Con el calor llegan también los mosquitos y elegir un buen repelente puede marcar la diferencia entre disfrutar una tarde al aire libre o pasarla a los manotazos. En el mercado hay muchas opciones y no todas funcionan igual, por eso conviene saber qué mirar antes de comprar y cómo usarlo correctamente para que realmente cumpla su función.
El primer punto a tener en cuenta es el principio activo, que es lo que determina la eficacia del repelente. Los más comunes son DEET, icaridina (o picaridina) y IR3535. El DEET es uno de los más efectivos y duraderos, ideal para zonas con muchos insectos, aunque puede resultar más fuerte para pieles sensibles. La icaridina suele ser mejor tolerada, no tiene olor intenso y ofrece buena protección, mientras que el IR3535 es una opción más suave, pensada para exposiciones cortas o uso urbano.
Otro aspecto clave es la concentración del producto. No se trata de que cuanto más alto el número, mejor en todos los casos, sino de cuánto tiempo de protección ofrece. Concentraciones más altas duran más horas, pero para una salida corta o una caminata por la ciudad, un repelente de concentración media suele ser suficiente. Para jornadas largas al aire libre o zonas con muchos mosquitos, conviene optar por fórmulas más duraderas.
La presentación también importa. Los sprays y aerosoles son prácticos para cubrir grandes superficies del cuerpo, mientras que las cremas o roll-on permiten una aplicación más precisa, especialmente en brazos y piernas.
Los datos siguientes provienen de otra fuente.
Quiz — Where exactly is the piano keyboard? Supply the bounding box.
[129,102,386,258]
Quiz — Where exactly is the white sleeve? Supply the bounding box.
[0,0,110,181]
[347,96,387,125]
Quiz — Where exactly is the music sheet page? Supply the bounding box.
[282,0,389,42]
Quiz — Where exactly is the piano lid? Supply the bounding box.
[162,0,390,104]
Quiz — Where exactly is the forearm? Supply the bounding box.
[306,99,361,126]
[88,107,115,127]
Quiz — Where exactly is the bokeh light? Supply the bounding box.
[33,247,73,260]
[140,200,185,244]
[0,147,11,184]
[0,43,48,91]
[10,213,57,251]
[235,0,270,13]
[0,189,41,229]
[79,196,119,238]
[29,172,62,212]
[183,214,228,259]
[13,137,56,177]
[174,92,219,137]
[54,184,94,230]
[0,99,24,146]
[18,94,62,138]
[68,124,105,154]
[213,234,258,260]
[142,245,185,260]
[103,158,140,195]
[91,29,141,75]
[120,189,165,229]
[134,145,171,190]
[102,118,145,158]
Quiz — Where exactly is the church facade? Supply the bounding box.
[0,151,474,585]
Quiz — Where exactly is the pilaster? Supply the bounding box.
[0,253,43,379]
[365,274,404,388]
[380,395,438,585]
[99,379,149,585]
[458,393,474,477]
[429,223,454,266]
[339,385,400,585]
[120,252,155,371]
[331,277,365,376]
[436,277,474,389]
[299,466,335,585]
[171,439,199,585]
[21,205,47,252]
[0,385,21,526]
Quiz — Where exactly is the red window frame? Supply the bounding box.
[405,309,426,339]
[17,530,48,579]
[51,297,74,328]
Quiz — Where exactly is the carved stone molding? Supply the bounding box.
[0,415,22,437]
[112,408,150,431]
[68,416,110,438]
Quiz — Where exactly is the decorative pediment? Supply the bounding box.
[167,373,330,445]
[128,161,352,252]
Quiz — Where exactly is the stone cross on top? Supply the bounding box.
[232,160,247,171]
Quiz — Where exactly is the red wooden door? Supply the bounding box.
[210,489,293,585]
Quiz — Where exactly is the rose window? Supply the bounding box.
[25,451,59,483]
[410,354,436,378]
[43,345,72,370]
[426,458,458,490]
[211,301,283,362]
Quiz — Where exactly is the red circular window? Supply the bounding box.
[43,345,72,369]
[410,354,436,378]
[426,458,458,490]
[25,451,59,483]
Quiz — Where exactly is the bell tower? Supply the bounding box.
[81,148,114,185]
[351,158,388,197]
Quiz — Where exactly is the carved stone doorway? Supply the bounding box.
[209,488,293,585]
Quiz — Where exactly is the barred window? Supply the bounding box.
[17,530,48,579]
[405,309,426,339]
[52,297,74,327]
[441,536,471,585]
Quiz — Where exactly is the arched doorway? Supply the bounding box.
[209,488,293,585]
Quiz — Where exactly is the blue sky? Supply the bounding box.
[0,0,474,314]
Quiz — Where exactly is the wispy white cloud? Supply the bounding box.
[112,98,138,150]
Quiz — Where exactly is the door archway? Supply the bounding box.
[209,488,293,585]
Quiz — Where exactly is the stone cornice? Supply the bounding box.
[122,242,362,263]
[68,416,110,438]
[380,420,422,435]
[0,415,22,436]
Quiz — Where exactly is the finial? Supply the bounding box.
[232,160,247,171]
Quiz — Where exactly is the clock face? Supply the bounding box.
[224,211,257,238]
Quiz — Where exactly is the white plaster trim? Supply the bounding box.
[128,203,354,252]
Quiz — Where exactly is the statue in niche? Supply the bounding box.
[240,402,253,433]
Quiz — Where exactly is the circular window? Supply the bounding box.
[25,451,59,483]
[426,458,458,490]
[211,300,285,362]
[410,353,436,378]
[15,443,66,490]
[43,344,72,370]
En el caso del rostro, lo ideal es aplicar el producto primero en la mano y luego extenderlo suavemente, evitando ojos y boca.
Usarlo bien es tan importante como elegirlo. El repelente debe aplicarse sobre la piel expuesta, no debajo de la ropa y en cantidad suficiente para cubrir de forma pareja, sin excederse. Si se usa protector solar, primero va el protector, se deja absorber unos minutos y recién después se aplica el repelente. Reaplicar cuando lo indique el envase es clave, sobre todo si hubo sudor, agua o muchas horas al aire libre.
En niños, siempre conviene elegir productos aptos para su edad, que sea un adulto quien lo aplique y evitar manos, ojos y boca. En el día a día, no es necesario usar repelente dentro de casa si no hay mosquitos, y al volver se recomienda lavar la piel con agua y jabón para retirar restos del producto.
Un último detalle a considerar es el contexto de uso. Para una noche en la rambla o una plaza urbana, un repelente suave puede ser suficiente. Para campings, zonas costeras o lugares con mayor presencia de insectos, vale la pena invertir en uno de mayor duración. Elegir bien y usarlo de forma correcta permite disfrutar el verano con menos molestias y sin sumar productos de más.